The idea of a Frenchman as a postman in Finland, who speaks perfect Finnish, is the first comically surreal notion of the film. The couple break up – due to a rather unconvincing plot device – and Ruben returns to his Jewish family in France. The father and mother, who run an unsuccessful dry cleaning business – every item is either lost or ruined – try to get Ruben to settle down in a job and with someone else – preferably a Jewish boy. He has a sister who married outside the faith and a macho brother, with whom he has nothing in common, but with whom he is later reconciled in a tender, unsentimental scene. There are a lot of gentle satirical swipes at the Jewish family, goys, gays and Finland – Teemu’s mother accuses her son of being bourgeois for not being more promiscuous.
Let My People Go! is carried by Maury, who plays the role straight. He is sad, vulnerable and funny without ever losing the reality of the character. In fact, the film (co-written by Buch and Christophe Honoré) avoids the traps of stereotyping and vulgarity that this type of broad comedy usually falls into. (I hate to think what would happen if Hollywood remade it, a nightmarish possibility.)

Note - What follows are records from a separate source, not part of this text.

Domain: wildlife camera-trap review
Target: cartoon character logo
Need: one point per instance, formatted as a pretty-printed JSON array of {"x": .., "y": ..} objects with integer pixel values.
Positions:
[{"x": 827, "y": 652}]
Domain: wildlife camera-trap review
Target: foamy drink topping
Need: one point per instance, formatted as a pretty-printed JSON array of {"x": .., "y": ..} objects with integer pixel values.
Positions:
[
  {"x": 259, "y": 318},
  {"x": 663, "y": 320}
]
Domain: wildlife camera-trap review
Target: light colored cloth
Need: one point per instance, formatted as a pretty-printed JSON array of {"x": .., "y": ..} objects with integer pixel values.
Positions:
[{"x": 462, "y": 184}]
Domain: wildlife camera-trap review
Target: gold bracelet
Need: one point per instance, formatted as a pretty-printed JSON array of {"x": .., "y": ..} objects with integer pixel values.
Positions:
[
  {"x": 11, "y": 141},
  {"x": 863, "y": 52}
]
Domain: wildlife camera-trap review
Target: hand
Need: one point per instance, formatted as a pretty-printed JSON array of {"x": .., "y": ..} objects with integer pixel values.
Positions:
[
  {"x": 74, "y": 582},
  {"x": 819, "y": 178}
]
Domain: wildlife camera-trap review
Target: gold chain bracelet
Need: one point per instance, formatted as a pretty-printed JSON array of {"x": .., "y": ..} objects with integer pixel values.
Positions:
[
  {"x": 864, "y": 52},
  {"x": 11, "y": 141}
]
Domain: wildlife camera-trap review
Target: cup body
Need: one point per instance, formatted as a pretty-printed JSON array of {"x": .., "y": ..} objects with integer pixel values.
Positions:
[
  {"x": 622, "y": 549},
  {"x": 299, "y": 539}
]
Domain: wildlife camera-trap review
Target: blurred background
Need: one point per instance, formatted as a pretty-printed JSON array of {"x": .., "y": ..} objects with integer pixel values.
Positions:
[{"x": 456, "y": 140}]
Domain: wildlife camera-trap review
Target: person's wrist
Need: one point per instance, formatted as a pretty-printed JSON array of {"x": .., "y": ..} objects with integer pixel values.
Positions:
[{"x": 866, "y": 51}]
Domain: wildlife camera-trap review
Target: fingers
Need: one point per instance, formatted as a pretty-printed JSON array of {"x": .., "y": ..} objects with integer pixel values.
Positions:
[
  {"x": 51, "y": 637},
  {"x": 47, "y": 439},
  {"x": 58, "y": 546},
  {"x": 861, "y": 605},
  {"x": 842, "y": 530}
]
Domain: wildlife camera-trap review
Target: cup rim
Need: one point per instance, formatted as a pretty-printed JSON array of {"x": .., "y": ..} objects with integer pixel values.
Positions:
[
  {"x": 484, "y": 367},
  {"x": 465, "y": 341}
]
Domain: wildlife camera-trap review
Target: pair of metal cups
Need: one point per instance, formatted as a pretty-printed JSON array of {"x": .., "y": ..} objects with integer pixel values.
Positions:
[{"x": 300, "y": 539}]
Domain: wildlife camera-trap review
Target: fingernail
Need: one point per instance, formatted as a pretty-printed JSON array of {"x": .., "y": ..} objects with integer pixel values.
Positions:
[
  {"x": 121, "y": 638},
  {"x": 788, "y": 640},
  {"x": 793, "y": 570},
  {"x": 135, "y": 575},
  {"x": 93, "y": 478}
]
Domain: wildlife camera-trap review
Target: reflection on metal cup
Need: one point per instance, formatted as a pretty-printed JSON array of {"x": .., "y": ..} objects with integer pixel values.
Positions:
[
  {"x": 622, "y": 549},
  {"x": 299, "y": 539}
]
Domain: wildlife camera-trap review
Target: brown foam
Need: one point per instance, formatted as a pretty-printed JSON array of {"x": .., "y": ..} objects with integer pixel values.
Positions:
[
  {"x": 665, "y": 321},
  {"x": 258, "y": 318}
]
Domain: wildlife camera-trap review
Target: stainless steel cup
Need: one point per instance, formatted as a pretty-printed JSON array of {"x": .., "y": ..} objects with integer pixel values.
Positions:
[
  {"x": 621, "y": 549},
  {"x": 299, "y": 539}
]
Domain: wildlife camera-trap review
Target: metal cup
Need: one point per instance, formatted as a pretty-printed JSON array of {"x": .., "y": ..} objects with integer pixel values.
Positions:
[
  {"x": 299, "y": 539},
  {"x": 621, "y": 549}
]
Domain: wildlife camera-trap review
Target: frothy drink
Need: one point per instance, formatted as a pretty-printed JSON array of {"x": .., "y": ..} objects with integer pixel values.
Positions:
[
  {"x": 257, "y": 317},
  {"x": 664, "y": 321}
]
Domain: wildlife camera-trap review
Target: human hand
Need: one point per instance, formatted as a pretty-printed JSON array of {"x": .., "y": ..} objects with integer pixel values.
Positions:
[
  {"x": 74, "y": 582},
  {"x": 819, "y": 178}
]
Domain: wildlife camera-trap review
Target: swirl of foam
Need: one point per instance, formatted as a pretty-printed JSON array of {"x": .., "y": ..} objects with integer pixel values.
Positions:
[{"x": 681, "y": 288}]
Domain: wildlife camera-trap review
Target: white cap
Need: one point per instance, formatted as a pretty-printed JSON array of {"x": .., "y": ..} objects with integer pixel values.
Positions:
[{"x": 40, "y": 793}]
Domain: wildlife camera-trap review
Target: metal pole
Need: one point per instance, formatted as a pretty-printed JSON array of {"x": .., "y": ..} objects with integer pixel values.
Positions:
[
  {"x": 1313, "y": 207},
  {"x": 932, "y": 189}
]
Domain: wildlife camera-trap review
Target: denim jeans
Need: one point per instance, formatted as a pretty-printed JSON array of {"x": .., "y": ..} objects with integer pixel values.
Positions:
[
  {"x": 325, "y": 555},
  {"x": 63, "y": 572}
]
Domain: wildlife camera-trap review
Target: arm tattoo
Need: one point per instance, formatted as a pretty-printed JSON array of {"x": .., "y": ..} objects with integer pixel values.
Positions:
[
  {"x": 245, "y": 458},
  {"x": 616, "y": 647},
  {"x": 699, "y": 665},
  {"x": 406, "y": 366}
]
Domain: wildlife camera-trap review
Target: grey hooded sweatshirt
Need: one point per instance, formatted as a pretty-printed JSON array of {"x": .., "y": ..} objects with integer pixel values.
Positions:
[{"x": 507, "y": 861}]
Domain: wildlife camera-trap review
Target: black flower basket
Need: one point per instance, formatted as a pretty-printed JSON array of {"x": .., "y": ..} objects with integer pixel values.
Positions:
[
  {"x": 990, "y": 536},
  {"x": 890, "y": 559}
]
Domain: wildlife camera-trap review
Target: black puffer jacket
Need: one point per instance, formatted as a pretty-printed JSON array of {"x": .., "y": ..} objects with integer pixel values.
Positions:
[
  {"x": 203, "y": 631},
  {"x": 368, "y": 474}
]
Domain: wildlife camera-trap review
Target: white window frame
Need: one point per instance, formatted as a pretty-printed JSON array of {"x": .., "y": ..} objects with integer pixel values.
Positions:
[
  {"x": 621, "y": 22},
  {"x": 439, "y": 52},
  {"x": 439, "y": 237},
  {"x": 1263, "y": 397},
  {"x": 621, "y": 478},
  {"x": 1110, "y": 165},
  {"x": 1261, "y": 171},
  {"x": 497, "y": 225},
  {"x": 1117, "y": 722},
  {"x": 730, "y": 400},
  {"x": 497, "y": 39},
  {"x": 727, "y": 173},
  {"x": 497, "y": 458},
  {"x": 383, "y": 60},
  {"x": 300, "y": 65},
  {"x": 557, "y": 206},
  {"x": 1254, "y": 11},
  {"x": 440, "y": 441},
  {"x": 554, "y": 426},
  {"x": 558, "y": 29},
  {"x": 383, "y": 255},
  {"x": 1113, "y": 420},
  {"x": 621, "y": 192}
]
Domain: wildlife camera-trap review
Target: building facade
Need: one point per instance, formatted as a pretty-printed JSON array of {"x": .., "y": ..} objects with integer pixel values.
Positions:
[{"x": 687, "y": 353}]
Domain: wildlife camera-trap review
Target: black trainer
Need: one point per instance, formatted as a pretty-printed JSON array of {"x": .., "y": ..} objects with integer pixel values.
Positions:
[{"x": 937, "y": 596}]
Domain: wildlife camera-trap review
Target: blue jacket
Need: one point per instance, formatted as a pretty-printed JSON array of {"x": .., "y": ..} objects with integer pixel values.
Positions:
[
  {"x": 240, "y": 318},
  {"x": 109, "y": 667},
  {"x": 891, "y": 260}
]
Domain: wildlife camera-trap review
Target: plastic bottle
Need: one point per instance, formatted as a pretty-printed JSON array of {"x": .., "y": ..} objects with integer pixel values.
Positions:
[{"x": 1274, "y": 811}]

There are times when it comes close to being Woody Allen meets Pedro Almodóvar. One is reminded of the Spanish director not only because of the camp tone, but because the excellent supporting cast includes Carmen Maura as Ruben’s mother, remembered for her roles in Almodóvar’s movies of the 1980s. The veteran Swiss actor Jean-Luc Bideau turns up surprisingly as Maurice Goldberg, a widower lawyer who takes a shine to Ruben. Actually, the film is full of surprising twists and turns including a mock TV advert that promotes a spray that turns people into Jews.
The purely French production was shot in France and Finland in bright colours by cinematographer Céline Bozon, giving it a stylised look that suits the gay (in both senses) subject. It made a change for a festival jury to give a prize to an out-and-out comedy, albeit with the important subtext of tolerance, because serious art and solemnity are not necessarily synonymous.